There is one scenario, however, where I can see Korro
Bio’s candidate to have staying power, namely in being the only approach among
the ADAR Editing and CRISPR genome editing and gene therapy candidates that can
successfully treat both the lung and liver manifestations of AATD by achieving >90%-type
editing levels. As we have learned from
Arrowhead Pharmaceuticals' liver AATD program (partnered with Takeda), even with
near complete removal of toxic alpha-1-antitrypsin expression in the liver,
prolonged treatment will likely be necessary to see a robust clinical response (phase 3 involves >3 years of dosing).
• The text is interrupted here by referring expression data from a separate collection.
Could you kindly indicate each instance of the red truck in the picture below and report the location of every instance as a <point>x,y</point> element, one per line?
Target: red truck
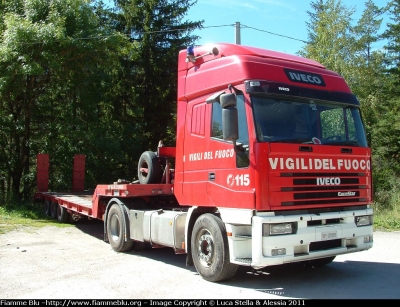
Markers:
<point>271,166</point>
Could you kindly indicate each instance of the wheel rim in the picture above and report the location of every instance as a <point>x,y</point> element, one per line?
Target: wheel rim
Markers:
<point>114,228</point>
<point>144,170</point>
<point>205,248</point>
It is for this reason that I view the ADAR and genome
editing approaches mainly aimed at those suffering from lung disease (which
RNAi cannot address), including those with mixed phenotypes. I will discuss clinical development landscape further in my next blog
entry.
What I most like about Korro Bio, a prolific IP filer,
is their mix of ADAR Editing programs encompassing genetic correction for AATD
and Parkinson’s (LRRK2), anti-protein aggregation (TDP43 in ALS), modulating
ion channel (NAV1.7 in pain), disrupting protein-protein interaction in alcoholic
hepatitis and activating kinases. But to
extract the full value from applying RNA Editing to these attractive disease
areas, Korro Bio needs to catch up on oligonucleotide chemistry and designs.